Le suicide est la deuxième cause de décès après les accidents de la route chez les 10-24 ans. De nombreux travaux ont montré que la moitié des adolescents qui décèdent par suicide ont des antécédents d’automutilation. En savoir plus sur l’incidence et la prise en charge de l’automutilation paraît donc essentiel pour réduire le passage à l’acte suicidaire des adolescents.

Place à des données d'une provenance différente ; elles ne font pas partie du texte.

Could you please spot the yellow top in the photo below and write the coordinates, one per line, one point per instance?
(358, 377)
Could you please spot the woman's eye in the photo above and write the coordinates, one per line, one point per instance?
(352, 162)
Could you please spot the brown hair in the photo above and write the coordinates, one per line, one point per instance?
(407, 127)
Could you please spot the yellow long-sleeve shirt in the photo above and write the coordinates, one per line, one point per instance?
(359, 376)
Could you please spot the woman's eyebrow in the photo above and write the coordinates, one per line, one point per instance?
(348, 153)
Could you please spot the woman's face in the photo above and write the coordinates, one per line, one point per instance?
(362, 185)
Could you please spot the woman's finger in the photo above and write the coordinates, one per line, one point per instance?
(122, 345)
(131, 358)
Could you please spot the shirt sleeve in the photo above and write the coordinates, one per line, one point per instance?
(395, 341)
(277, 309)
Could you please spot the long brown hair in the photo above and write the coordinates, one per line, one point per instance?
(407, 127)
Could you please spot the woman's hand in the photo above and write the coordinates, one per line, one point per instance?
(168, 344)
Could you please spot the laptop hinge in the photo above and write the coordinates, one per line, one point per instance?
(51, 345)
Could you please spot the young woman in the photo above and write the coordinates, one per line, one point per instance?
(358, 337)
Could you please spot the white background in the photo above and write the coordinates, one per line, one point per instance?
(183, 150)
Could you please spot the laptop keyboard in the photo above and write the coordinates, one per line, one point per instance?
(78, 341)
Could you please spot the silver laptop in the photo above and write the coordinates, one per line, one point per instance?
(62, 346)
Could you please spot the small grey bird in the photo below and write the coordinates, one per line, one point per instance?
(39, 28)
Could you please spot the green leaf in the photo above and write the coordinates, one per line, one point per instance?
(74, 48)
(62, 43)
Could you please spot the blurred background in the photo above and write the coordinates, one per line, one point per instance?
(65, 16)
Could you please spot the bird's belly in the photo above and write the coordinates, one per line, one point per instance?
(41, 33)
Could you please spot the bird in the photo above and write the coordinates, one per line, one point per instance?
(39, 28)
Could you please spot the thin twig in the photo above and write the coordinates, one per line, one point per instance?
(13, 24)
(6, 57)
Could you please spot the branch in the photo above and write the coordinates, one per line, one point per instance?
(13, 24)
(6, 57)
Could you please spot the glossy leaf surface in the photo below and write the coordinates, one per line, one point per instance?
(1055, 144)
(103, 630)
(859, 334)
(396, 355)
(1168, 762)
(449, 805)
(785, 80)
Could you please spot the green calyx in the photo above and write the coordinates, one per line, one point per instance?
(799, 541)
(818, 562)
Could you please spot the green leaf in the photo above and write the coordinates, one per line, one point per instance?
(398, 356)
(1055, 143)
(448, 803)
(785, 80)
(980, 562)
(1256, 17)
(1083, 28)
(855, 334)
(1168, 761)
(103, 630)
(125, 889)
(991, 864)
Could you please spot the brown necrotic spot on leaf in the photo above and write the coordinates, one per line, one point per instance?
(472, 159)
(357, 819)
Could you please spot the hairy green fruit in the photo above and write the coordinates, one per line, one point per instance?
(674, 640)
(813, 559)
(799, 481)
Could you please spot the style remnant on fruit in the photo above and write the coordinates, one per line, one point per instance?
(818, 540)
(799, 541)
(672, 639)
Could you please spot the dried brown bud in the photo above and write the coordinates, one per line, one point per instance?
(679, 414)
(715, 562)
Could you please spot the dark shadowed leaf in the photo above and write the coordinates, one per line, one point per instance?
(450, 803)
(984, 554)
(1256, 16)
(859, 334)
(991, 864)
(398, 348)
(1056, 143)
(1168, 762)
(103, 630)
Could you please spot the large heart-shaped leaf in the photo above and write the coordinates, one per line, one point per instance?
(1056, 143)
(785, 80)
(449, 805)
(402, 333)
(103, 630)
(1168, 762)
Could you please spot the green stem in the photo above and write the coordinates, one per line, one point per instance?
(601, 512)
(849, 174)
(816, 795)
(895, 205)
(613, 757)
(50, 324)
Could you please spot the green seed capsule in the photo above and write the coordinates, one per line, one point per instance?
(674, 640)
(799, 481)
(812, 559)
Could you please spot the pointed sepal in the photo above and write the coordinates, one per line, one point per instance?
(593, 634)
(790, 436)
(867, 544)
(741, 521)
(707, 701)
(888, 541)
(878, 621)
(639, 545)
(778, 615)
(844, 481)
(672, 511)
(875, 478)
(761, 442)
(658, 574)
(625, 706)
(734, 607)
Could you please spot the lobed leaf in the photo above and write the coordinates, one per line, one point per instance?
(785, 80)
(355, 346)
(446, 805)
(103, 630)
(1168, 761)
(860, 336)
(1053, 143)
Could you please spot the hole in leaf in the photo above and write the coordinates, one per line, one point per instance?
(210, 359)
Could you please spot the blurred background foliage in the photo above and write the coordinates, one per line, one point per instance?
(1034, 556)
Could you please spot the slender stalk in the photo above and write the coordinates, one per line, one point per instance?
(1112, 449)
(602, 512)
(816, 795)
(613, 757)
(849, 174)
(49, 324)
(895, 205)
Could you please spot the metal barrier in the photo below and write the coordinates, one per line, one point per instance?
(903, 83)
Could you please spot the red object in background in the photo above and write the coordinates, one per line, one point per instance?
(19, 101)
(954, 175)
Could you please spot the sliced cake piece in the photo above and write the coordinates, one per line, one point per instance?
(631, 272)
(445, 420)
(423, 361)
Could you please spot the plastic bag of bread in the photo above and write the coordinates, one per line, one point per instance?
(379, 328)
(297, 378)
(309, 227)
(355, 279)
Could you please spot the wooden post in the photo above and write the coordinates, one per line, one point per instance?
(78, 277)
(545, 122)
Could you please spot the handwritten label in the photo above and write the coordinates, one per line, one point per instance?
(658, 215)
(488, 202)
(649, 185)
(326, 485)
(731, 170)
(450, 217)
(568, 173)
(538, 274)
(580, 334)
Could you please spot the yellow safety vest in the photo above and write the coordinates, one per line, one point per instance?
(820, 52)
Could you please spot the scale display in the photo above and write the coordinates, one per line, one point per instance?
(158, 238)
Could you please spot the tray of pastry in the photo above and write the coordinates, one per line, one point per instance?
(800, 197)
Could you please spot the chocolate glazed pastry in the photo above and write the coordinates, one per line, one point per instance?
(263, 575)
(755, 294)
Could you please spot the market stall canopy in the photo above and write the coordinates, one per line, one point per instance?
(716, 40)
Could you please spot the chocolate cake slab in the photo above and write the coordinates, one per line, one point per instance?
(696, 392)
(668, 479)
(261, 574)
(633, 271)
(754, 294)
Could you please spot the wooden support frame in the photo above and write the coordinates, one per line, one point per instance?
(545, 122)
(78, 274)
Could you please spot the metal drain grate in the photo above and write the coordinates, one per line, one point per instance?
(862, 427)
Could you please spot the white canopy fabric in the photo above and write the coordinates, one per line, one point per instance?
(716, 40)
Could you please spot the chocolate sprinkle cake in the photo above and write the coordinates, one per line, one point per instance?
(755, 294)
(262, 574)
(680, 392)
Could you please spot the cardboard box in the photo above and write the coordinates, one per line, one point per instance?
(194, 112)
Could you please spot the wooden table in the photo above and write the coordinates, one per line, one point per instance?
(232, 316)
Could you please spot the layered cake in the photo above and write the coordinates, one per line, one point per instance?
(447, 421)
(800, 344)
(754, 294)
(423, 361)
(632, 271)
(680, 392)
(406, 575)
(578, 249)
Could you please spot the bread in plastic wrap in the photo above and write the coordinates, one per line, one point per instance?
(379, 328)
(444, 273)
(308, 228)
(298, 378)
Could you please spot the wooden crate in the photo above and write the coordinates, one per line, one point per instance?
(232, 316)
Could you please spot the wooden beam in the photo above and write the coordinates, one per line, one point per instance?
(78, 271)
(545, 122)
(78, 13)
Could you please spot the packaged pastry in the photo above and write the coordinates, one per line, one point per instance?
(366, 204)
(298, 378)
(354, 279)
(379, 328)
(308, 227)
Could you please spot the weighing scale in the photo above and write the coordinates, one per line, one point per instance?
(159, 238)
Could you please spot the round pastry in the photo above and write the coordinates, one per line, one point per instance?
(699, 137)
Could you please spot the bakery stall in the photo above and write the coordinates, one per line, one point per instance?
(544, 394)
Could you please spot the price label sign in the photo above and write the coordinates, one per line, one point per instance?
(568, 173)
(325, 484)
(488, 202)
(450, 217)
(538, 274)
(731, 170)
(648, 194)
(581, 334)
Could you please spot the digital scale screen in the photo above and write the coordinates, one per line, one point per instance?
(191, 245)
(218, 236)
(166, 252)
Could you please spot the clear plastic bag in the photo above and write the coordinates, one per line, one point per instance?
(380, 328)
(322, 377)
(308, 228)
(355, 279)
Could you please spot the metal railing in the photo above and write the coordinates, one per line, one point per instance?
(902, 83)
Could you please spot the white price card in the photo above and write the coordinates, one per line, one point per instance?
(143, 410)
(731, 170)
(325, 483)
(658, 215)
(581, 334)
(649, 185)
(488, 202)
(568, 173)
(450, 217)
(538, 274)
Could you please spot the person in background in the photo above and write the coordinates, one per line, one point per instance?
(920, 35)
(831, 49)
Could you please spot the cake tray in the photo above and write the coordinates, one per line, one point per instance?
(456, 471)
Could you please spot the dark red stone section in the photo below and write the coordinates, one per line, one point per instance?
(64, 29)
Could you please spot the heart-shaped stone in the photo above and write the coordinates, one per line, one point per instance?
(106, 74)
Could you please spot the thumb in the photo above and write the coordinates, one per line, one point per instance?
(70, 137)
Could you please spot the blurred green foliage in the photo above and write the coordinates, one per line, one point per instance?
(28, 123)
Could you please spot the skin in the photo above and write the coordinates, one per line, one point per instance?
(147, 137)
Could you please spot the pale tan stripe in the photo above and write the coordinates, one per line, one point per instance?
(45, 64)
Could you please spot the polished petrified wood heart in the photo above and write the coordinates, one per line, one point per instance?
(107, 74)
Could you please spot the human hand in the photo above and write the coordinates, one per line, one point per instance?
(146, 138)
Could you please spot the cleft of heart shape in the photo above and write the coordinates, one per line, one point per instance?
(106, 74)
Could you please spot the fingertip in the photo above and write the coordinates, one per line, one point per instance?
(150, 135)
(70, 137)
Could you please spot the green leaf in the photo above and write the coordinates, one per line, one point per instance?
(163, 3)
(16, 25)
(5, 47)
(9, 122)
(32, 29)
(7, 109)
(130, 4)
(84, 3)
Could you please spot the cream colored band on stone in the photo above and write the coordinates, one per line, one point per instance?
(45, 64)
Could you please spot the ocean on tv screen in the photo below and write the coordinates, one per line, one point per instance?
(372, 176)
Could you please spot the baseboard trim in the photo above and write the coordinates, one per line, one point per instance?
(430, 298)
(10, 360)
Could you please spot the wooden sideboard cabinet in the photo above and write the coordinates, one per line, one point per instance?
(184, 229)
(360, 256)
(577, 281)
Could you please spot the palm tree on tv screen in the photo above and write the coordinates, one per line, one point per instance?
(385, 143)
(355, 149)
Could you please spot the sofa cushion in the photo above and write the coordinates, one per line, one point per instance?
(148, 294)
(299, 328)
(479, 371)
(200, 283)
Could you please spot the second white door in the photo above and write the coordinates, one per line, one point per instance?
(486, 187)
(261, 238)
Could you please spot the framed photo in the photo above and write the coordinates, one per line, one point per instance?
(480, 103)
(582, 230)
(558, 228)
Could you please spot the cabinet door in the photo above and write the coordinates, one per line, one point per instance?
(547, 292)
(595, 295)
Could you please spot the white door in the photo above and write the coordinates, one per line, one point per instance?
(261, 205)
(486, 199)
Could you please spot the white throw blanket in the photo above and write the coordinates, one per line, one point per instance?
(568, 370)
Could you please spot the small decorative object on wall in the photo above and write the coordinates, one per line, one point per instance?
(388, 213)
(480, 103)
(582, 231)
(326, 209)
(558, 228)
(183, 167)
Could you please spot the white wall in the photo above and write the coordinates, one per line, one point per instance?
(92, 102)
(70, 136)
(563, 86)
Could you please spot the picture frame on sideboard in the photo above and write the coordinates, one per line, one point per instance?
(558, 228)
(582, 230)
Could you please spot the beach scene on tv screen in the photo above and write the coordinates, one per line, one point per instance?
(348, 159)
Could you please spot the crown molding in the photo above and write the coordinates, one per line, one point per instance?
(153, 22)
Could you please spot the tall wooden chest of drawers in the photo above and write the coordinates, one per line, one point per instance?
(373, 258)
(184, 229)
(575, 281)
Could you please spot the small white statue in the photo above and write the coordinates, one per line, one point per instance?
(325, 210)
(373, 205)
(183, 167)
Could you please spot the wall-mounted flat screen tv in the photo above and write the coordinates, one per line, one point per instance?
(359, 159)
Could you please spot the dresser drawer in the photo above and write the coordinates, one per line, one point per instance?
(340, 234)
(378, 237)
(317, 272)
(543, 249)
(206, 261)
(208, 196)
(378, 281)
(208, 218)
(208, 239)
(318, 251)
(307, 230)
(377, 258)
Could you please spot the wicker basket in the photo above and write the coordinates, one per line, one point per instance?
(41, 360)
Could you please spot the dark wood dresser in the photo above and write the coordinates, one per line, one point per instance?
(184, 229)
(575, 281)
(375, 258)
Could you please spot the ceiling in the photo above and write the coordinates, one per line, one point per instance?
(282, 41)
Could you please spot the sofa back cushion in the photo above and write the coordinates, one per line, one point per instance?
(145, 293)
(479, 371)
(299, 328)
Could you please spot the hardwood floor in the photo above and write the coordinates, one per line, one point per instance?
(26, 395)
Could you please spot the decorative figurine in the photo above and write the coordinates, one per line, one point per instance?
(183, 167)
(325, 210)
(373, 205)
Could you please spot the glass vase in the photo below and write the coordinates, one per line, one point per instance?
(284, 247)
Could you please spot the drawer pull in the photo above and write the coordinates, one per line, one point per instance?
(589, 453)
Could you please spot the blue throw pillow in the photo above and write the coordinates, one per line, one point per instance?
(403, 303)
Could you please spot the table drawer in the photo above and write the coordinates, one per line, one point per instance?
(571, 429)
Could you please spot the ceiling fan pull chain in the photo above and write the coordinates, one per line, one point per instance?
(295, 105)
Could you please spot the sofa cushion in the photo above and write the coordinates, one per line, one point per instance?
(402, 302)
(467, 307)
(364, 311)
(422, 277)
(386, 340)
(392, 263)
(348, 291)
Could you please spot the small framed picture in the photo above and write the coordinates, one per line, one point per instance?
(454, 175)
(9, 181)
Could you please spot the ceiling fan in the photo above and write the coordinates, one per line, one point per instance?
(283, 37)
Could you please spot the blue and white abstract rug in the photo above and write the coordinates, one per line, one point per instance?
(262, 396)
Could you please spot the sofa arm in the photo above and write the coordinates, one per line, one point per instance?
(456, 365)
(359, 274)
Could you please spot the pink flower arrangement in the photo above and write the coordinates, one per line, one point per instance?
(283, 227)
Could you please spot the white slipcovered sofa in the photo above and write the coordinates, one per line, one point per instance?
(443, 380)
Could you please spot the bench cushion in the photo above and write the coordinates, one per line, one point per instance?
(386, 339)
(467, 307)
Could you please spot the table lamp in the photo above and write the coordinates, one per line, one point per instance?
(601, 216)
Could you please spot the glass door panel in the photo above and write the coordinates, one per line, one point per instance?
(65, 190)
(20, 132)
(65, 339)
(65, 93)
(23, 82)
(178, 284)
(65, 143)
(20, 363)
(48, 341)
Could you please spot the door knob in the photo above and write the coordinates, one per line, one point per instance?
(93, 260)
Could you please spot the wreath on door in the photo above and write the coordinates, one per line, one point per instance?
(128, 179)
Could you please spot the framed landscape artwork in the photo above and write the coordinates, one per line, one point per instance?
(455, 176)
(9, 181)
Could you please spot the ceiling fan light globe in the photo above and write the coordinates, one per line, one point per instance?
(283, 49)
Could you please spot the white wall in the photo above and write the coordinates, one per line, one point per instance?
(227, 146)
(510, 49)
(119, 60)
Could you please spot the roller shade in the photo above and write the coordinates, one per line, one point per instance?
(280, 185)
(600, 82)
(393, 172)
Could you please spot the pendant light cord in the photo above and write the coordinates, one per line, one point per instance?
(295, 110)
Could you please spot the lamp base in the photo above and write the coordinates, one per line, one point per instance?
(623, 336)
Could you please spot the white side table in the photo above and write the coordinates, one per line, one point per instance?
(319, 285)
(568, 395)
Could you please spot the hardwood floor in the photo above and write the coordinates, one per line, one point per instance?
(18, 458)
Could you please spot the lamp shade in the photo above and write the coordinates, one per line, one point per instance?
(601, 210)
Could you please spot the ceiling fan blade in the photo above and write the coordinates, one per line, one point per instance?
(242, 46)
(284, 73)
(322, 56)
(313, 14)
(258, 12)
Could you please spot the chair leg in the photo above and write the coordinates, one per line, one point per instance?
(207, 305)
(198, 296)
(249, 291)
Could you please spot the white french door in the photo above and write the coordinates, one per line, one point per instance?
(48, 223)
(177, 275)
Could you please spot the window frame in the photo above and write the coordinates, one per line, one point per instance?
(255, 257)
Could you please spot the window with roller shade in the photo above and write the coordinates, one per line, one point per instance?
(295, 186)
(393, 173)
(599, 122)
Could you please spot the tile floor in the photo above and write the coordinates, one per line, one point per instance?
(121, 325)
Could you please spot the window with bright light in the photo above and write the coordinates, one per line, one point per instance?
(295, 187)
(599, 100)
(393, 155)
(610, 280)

Une étude récente, réalisée au Royaume-Uni, est une mine de données pour la mise à jour des connaissances sur le sujet. Les auteurs ont réalisé une étude de population sur les éléments recueillis auprès de 647 patientèles de médecins généralistes. Les auteurs avaient pour objectif d’observer l’évolution de l’incidence des automutilations à travers le temps et leur prise en charge, et d’établir si les automutilations avaient un lien avec une cause de mortalité spécifique. Au total près de 17 mille patients âgés de 10 à 19 ans ont commis un acte d’automutilation entre 2001 et 2014. La moitié d’entre eux était éligible pour une comparaison avec des adolescents du même âge, sexe et appartenant à la même patientèle. Chaque patient a été comparé avec 20 autres, n’ayant pas d’antécédent d’automutilation.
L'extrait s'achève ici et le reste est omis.